It affected me just a bit in terms of sales for retail stores. I’m used to working at home and alone so a lot of my work just continued as normal. A lot of the stores ended up creating online stores and people were buying my works online. So they were selling my pieces online so things were still moving just not quite as fast as they normally would. But it was a welcome break. I’m ready to do the same thing after Christmas. I’m done. I’m taking a month off. It’s just so good for your brain. I know I need to shut my brain off for a while. It’ll be nice to just be able to explore, to be able to have time to come up with new ideas and not feel like I have to run to do the next thing.
I saw on Instagram you were behind the camera a lot as of late, what have you been up to?
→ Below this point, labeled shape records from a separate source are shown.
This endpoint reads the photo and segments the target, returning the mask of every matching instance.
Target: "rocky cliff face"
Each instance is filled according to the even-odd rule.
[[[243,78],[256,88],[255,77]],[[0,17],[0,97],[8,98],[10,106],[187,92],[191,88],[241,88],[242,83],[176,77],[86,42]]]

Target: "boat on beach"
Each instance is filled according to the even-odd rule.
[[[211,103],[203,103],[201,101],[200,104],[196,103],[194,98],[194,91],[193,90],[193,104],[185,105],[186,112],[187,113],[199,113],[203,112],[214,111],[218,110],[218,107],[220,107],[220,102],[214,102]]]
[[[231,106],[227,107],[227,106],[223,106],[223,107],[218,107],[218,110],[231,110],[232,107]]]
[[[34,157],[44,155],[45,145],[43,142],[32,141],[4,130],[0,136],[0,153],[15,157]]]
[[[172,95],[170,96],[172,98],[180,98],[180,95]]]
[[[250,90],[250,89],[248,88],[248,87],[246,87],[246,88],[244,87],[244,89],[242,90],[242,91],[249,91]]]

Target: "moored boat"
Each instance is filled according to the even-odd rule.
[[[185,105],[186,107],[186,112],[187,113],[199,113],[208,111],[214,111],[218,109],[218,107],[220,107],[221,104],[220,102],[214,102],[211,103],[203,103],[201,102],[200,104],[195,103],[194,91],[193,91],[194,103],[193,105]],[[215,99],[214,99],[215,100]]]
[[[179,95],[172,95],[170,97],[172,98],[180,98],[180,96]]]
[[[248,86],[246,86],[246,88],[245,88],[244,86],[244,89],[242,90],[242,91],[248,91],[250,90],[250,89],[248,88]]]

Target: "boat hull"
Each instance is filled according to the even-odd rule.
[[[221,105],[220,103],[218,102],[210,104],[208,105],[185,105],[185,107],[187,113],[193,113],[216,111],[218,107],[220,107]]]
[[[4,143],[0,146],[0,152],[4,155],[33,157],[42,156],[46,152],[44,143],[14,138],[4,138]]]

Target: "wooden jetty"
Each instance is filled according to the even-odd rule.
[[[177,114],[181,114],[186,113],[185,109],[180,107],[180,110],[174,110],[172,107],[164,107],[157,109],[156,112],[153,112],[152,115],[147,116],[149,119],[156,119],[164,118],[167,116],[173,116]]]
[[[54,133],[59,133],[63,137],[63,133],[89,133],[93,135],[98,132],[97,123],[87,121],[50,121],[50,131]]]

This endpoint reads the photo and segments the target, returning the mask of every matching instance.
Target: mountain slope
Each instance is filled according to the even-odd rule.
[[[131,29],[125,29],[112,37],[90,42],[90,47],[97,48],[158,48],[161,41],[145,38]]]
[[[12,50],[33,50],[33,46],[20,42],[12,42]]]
I’m doing a video project based on a river that’s growing sick over time due to pesticides. So it’s starting out as a healthy river then as the video progresses it changes and shifts as it becomes more polluted and clogged with oil and seaweed. The video will be projected onto a giant wall and changes and moves gradually. It’s not something you’d sit down and watch, it’s more of a passive experience.
What do you have planned for the rest of the year?
I’m working on another album cover and after that I’m probably going to start creating for some of the markets in anticipation for Christmas. So the month and a half leading up to it I have to just build inventory. So that’s what I do. I just make a bunch of different pieces. And then sometimes in between shows, I’ll have to make a few real quick.